Presuming that trucks reach a burning plane without mishap, there are other snap judgments to be made, firefighters said. For example, some trucks carry a boom with a tip resembling a giant hypodermic needle that can penetrate the fuselage and squirt the fire-suppressing foam. The most likely use is on a cargo plane, but they could be used on a passenger plane, perhaps even before firefighters are sure that all the passengers have gotten out. Firefighters are trained to punch a hole near the crown of the fuselage, avoiding the overhead luggage bins and entering at an angle to reduce the chance of spearing a passenger.
Quick action is essential, fire experts say, because modern planes like the Boeing 787 are increasingly made of carbon fiber, which burns faster than the traditional aluminum and produces more toxic smoke.
In big crashes, firefighters have to handle multiple levels of chaos. “There is an active fire, debris on the runway and persons evacuating the aircraft,” said Duane Kann, the fire chief at the Orlando airport. The driver might be alone, and the trucks have extra equipment, including a Forward-Looking Infra-Red camera, known as Flir, for finding fires in poor visibility.
“There’s the Flir, looking for hot spots, and he’s listening to the radio,” Chief Kann said. “There’s a lot of things happening in the cab of that vehicle.”
Airport firefighters are drilled on different models of airplanes and sometimes travel to distant airports to do so. Manufacturers like Boeing issue special instructions for each model and give the locations of critical items like batteries.
Firefighting strategies also differ by the size of the plane. Larger aircraft are usually taller, with longer evacuation slides, so firefighters are trained to park their trucks further away to avoid interference.
The F.A.A. requires fire equipment appropriate to the types of planes at an airport, but it does not specify staffing levels. In 2009, a United Nations aviation organization and the National Fire Protection Association began a campaign to impose such standards and require that crews be able to reach a crash scene in two minutes.
But a National Academy of Sciences panel that studied the idea said that it would cost $2.8 billion to set up and $1.3 billion a year thereafter. Reviewing government reports of accidents from January 1997 to December 2007, the study found that the tougher standards “may have made a difference in the outcome for at most one individual.”
The philosophy at Logan is to be prepared for the worst but to respond proportionately. In January after an American Airlines MD-80 landed with a wheel on fire, the rescue crew, using thermal imaging and communicating with the cockpit crew over a special channel, persuaded the captain not to use the emergency chutes and to wait for a truck with attached stairs to pull up.
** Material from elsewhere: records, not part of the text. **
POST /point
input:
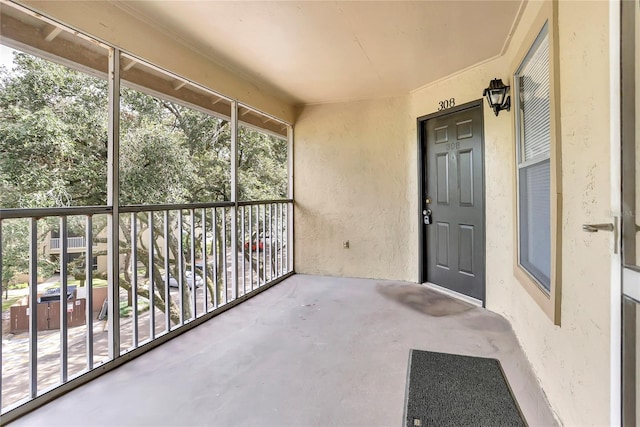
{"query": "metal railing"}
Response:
(179, 265)
(72, 242)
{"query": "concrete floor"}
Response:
(315, 351)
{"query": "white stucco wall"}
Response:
(356, 179)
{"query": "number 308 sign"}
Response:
(446, 104)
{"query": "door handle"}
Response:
(594, 228)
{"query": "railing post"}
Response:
(33, 309)
(64, 276)
(234, 198)
(89, 288)
(113, 199)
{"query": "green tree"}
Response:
(53, 152)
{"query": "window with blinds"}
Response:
(534, 172)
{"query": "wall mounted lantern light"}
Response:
(497, 96)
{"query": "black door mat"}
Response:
(453, 390)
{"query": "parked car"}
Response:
(173, 282)
(257, 244)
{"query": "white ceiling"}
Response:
(315, 52)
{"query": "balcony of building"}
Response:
(266, 217)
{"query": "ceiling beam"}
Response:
(179, 85)
(53, 34)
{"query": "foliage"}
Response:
(53, 152)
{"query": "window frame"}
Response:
(549, 301)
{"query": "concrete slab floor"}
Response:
(311, 351)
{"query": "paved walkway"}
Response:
(311, 351)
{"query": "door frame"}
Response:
(422, 169)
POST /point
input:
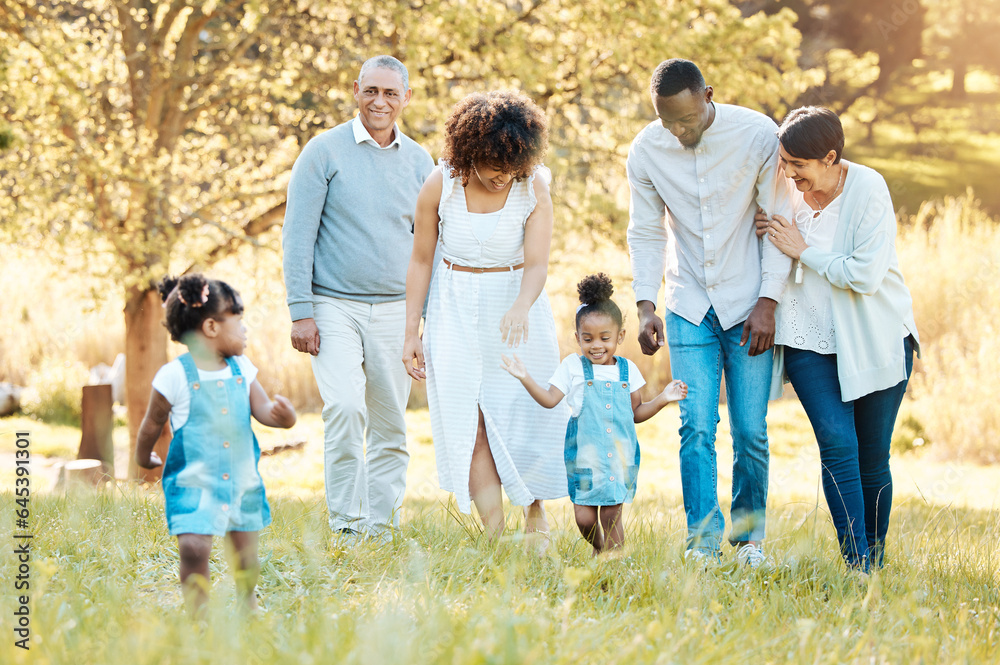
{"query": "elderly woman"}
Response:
(488, 203)
(844, 325)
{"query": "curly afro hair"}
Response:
(595, 298)
(191, 299)
(504, 130)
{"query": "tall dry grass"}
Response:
(949, 252)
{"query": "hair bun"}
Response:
(595, 288)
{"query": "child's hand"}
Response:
(675, 391)
(282, 412)
(514, 367)
(151, 463)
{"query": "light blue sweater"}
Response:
(348, 229)
(872, 308)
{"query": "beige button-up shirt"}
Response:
(691, 216)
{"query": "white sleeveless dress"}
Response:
(462, 348)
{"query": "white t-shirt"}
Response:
(171, 382)
(804, 318)
(569, 379)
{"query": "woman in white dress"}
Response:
(488, 203)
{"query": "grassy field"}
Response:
(104, 586)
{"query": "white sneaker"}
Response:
(701, 558)
(751, 555)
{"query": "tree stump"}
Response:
(97, 423)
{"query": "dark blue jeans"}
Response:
(853, 440)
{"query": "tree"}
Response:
(962, 34)
(161, 132)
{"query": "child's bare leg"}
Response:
(484, 485)
(536, 527)
(195, 550)
(589, 525)
(614, 527)
(242, 550)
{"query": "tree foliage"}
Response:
(161, 132)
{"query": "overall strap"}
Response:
(233, 366)
(190, 369)
(622, 370)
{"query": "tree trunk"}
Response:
(958, 79)
(145, 352)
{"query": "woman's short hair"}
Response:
(504, 130)
(811, 132)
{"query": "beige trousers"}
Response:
(365, 388)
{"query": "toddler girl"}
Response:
(602, 452)
(210, 479)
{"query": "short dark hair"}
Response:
(191, 299)
(811, 132)
(595, 293)
(676, 75)
(502, 129)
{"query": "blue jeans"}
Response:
(853, 440)
(699, 356)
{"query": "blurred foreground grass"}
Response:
(104, 586)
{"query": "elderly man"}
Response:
(696, 176)
(347, 239)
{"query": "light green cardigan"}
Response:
(871, 304)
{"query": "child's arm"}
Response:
(156, 417)
(277, 413)
(643, 411)
(547, 398)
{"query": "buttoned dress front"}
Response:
(462, 347)
(602, 450)
(210, 478)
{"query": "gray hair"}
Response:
(387, 62)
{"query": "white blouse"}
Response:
(804, 318)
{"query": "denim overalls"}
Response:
(602, 452)
(210, 478)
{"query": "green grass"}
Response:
(104, 586)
“We averted a needless evacuation,” said Robert J. Donahue Jr., the fire chief. Whenever the slides are used, he said, “at least 10 percent of the passenger load is going to be injured, some very seriously.”
The accidents do not have to be dramatic to require high-tech tools. Again, in January at Logan, a mechanic smelled smoke on a Japan Airlines 787 parked at a gate. Firefighters went quickly to the electronics bay, but it was so filled with smoke that they had to use a thermal imaging camera to find the source, a lithium-ion battery that had caught fire.
Much of the work of airport firefighters remains everyday calls. At the Gerald R. Ford International Airport in Grand Rapids, Mich., Robert W. Benstein, the public safety and operations director, said that the firefighters were also emergency medical technicians.
“Seventy percent of our calls are probably medical-related,” Mr. Benstein said. “Somebody tips over luggage in the terminal, or spills hot coffee on themselves, or there’s a car accident.”
The San Francisco accident and Engine 3 notwithstanding, crashes at airports are still so rare that firefighters say they try to prepare themselves for the real thing by watching crash videos on YouTube.